In bypassing a requirement for one-off scripts that need to be built by hand, BrightPlanet’s software employs technologies specially designed to harvest data/documents from:
- The rich, but largely unexplored Deep Web
- Proprietary Data sources
- Customer's Internal / Private Data sources
- And the conventional Surface Web
This powerful solution not only harvests content, but also federates and normalizes it regardless of its source language, document encoding, format, or storage mechanism. The result is high-quality, relevant data for wide-ranging uses by analysts and analytic technologies.
What OSINT Is.....and Isn’t.
Open Source Intelligence, often referred to as OSINT, is an information processing discipline that involves finding, selecting and acquiring information from publicly available sources and analyzing it to produce actionable intelligence for business purposes.
Open Source Intelligence (not to be confused with open source software licensing like Linux) is neither covert nor classified information. Instead, it is overt or public information that is often hidden nonetheless because of the vast and impenetrable nature of the Deep Web. BrightPlanet has years of experience helping the Intelligence Community to penetrate the Deep Web and harvest mission-critical content buried within it.
How Come My Little Search Engine Cannot Find Big, Deep Data?
While mainstream search engines can locate some Deep Data, their coverage is often sporadic and intermixed with content that is less relevant or more popular than useful. To find exactly what you want, users of these little-engines-that-really-can’t must traverse through all the content within each surface site as well as conduct their own additional queries and link traversals on each targeted finding.

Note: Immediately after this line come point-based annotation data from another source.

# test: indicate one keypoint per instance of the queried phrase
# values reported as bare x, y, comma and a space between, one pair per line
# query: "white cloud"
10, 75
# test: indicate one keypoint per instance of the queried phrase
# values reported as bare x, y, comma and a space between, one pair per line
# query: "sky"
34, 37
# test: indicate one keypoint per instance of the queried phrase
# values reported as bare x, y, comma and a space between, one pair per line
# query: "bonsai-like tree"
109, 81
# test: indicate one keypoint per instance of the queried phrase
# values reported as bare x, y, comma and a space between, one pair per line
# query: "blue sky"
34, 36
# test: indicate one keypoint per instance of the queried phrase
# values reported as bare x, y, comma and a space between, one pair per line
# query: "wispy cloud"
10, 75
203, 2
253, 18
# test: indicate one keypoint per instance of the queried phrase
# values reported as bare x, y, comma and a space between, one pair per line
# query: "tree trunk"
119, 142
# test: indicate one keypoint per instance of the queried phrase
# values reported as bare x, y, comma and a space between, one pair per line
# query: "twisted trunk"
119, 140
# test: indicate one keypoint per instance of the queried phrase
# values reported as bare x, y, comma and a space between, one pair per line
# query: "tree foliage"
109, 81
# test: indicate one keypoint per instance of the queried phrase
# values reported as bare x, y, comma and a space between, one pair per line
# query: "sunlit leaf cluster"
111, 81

Furthermore, for researchers to find Deep Data through traditional search engines, they must rely on their own content expertise and personal skills to navigate the Web one-click-at-a-time (link traversal), a grossly inefficient process of conducting research.
Where Is This Deep Data Gold?
Limiting Web searches to a single, one-dimensional source produces results that are both superficial and skewed. BrightPlanet overcomes this issue by harvesting from many sources — 10...20...even 100s — which yield a far more streamlined set of documents with far more relevant content and better coverage.

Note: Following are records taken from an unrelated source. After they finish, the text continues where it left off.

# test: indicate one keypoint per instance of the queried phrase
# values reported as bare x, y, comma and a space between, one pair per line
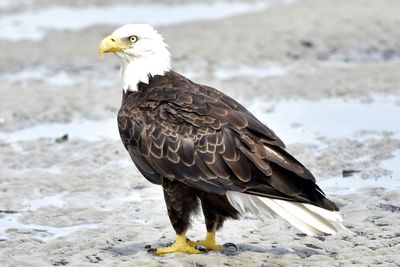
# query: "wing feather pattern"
178, 130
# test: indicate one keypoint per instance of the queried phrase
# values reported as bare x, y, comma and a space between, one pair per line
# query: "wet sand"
322, 74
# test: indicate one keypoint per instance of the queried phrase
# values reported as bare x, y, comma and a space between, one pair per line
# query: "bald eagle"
204, 148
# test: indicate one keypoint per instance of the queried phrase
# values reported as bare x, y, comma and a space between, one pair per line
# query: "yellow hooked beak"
111, 44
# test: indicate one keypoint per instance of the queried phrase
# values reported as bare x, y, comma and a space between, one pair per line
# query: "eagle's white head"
142, 50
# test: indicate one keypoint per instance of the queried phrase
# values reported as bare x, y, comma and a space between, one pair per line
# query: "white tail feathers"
308, 218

Traditional search engines that are tethered to the Surface Web often contain content that is out-of-date, leaving their users with no way to refresh or update their indexes. Traditional search engines also produce a lot of false positive results (documents that may match your query but do not match what you are searching for).
When Can BrightPlanet Go to Work for Me?
Immediately.
Standard search engines do not deliver access to actual content, only links to content. A BrightPlanet harvest on the other hand will provide a fully normalized version of the content that can then be further processed with analytics, reports or visualization tools. You get the actual content, not just the link.
BrightPlanet automates custom queries that target Deep Web sites to meet your explicit content needs, resulting in relevant, high-quality content from the Deep Web. Without the usual hunting and pecking, topic-specific queries can quickly narrow in on topic-specific answers--throwing lots of light on big, dark problems and unseen opportunities.